Gene set enrichment analysis of hallmark gene sets within each population was performed to compare Csnk1a1 haploinsufficient cells and WT cells. Significant upregulation of proliferative and differentiation pathways, such as the hallmark pathways Myc targets, E2F targets, and oxidative phosphorylation, were observed. These pathways were significantly upregulated in Csnk1a1 haploinsufficient cells in the LT-HSC cluster as well as ST-HSC, megakaryocyte/erythroid progenitors, and early MPP clusters. In more committed progenitor clusters, such as myeloid progenitors (Figure 6C), this upregulation was not apparent. Upregulation of downstream target genes of the transcription factors Myc and E2f suggests active proliferation and differentiation of haploinsufficient Csnk1a1 cells.³⁰ This result is in line with finding S-phase–related genes upregulated in the haploinsufficient samples (Figure 6D), corroborating previous findings of increased cell cycle activity in Csnk1a1 haploinsufficient LSK with flow cytometry.¹

Downregulation of inflammatory pathways in Csnk1a1 haploinsufficient HSCs

Simultaneously, and unexpectedly, significant downregulation was observed in pathways related to inflammatory signaling, such as TNF-α signaling via NF-κB and interferon-ɑ response (Figure 6C,E-F). These changes were mostly seen in immature populations and were especially pronounced in LT-HSCs and ST-HSCs, as well as in erythroid/megakaryocytic lineage progenitors (Figure 6E- F). Predictions of transcription factor activity by testing enrichment of transcriptional target gene regulons fit well with this assumption by predicting increased activity of well-known drivers of proliferation and differentiation. These include the transcription factors Myc and Myb in LT-HSCs with concurrent decrease of Stat1, Stat3, Irf1 (interferon-α response) and Rela (NF-κB) activity (Figure 6G). Differential gene expression comparing Csnk1a1 haploinsufficient cells to WT cells in the different HSC clusters was used to infer pathway activity based on pathway perturbation footprint data.³¹ In line with the findings from the gene set enrichment analysis, the pathways JAK-STAT, TNF-α, and NF-κB signaling were downregulated and most pronounced in LT-HSC and erythroid progenitors (supplemental Figure 6G).

We hypothesized that downregulation of inflammatory signaling in the most immature hematopoietic stem cells may confer a competitive advantage to Csnk1a1 haploinsufficient HSCs that is exacerbated in stress conditions such as inflammatory stress and serial transplantation. Therefore, the performance of Csnk1a1 haploinsufficient stem cells under exogenous inflammatory stress was tested.
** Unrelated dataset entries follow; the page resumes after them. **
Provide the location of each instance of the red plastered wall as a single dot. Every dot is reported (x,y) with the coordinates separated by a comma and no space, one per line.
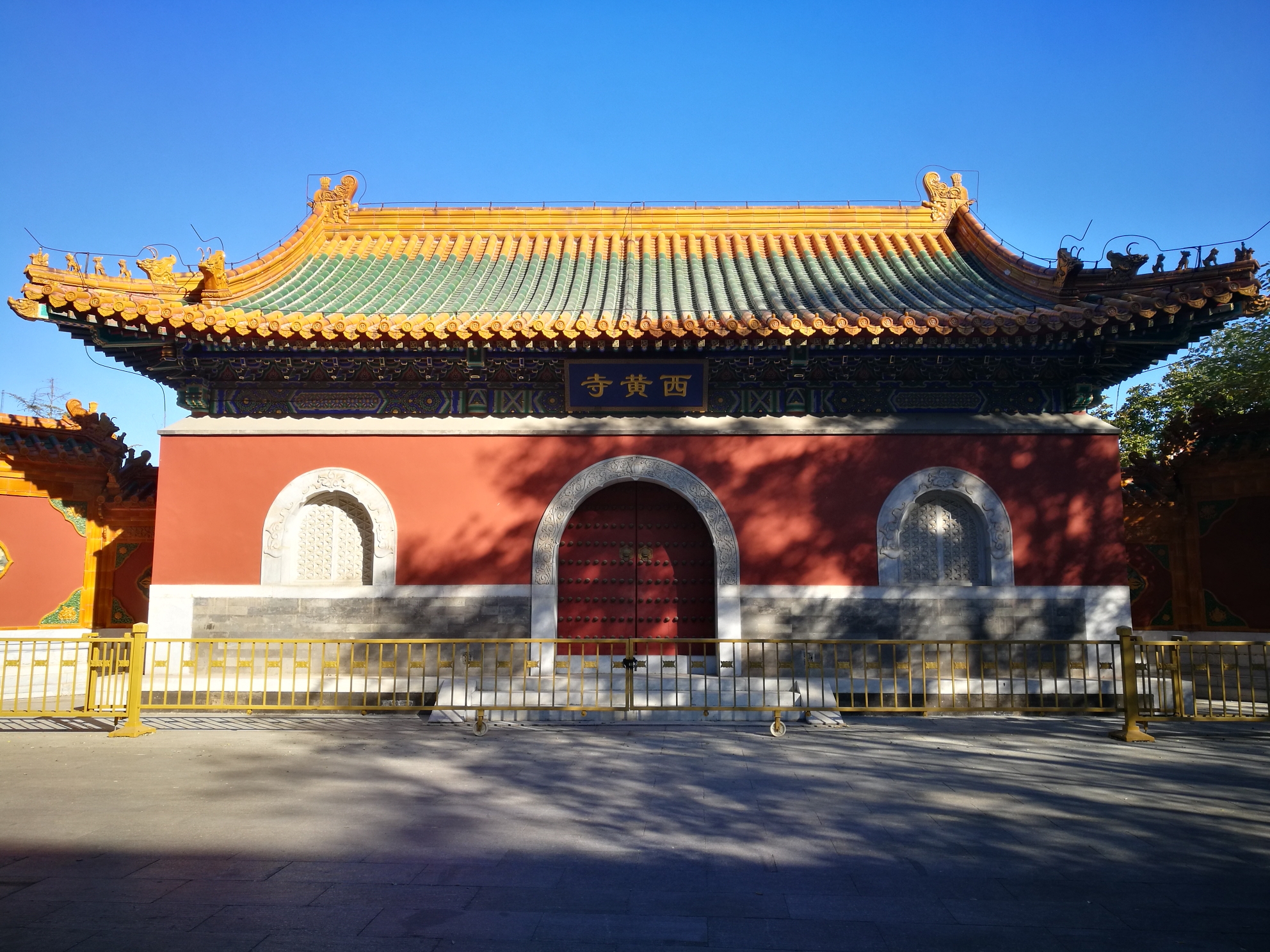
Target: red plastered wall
(804,508)
(47,560)
(133,596)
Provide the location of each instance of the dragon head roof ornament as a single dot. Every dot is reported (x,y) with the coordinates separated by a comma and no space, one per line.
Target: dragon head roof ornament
(944,200)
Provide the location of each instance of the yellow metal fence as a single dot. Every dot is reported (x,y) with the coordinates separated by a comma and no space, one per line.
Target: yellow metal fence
(492,678)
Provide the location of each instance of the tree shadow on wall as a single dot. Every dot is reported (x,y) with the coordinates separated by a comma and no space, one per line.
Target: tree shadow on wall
(804,509)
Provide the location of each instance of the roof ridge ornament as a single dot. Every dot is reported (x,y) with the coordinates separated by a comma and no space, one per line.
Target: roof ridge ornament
(333,205)
(944,200)
(158,269)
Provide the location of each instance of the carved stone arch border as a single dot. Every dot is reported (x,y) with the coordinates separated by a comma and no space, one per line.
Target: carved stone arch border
(956,482)
(623,469)
(278,549)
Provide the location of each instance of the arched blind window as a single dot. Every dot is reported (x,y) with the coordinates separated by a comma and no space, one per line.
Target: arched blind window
(335,541)
(942,544)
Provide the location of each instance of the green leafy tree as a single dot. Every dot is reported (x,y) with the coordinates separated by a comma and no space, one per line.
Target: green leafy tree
(1225,375)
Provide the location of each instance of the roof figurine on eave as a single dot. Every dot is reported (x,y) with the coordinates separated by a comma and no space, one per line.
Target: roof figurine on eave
(81,440)
(355,276)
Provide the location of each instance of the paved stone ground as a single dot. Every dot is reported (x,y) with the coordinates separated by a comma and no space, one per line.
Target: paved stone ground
(304,834)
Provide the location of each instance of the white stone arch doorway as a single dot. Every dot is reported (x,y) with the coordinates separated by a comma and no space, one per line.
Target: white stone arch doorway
(623,469)
(280,549)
The competitive advantage of Csnk1a1 haploinsufficient HSCs is increased under exogenous inflammatory stress

The function of Csnk1a1 haploinsufficient and WT HSCs under exogenous inflammatory stress in vivo in a competitive transplantation assay was tested. Because TNF-α and IFN signaling was particularly affected by Csnk1a1 haploinsufficiency in the most primitive HSCs, we decided to use poly(I:C) to induce a type 1 interferon response and induction of TNF-α. The effect of poly(I:C) on HSCs is well studied, and it has been shown that it drives HSCs into cycling, ultimately exhausting them.^32-34 In addition, it has been shown that the neighboring genes of Csnk1a1 on the 5q arm have the potential to induce inflammatory stimuli in the hematopoietic system and the bone marrow niche.^19-21,35

To test the HSC function of Csnk1a1 haploinsufficient HSCs in direct competition with WT cells under exogenous, inflammatory stress, transplant-recipient mice were repetitively treated with poly(I:C), starting 4 weeks after transplantation (Figure 7A). Csnk1a1^−/+ myeloid (CD11b⁺) cells expanded significantly in the peripheral blood when treated with poly(I:C), compared with treatment with phosphate-buffered saline and with stimulated and unstimulated WT cells (Figure 7B). As expected, over the course of the experiment, inflammatory stimulation compromised erythropoiesis more than leukocyte and platelet production, as shown by decreasing peripheral blood hemoglobin values in the poly(I:C) treated groups (Figure 7C; supplemental Figure 7A). Csnk1a1^−/+/WT chimeras showed faster recovery of erythropoiesis after the last (poly(I:C)) stimulus than Mx1Cre⁺/WT chimeric mice (Figure 7C). A steady increase of Csnk1a1^−/+ cells was seen, also independent of the inflammatory stimulation over time, suggesting that factors independent of inflammatory stress contribute to the advantage of Csnk1a1 haploinsufficient cells. In the bone marrow, Csnk1a1 haploinsufficient cells under inflammatory stress expanded most significantly compared with their WT counterparts, under both stimulated and unstimulated conditions in the CD11b⁺ (myeloid) compartment (Figure 7D). The chimerism of Csnk1a1 haploinsufficient cells was higher in the stimulated group than in the nonstimulated group, indicating that Csnk1a1 haploinsufficient cells have an intrinsic clonal advantage that is exaggerated by inflammatory stress. Accordingly, Csnk1a1 haploinsufficient LSK cells showed higher chimerism in the control setting than their WT counterparts showed, which was even further increased by inflammatory stimulation (Figure 7E). The effect of inflammatory stimulation on Csnk1a1 expansion was most pronounced in the MPP compartment, but less obvious with LT-HSC (Figure 7E).

Figure 7.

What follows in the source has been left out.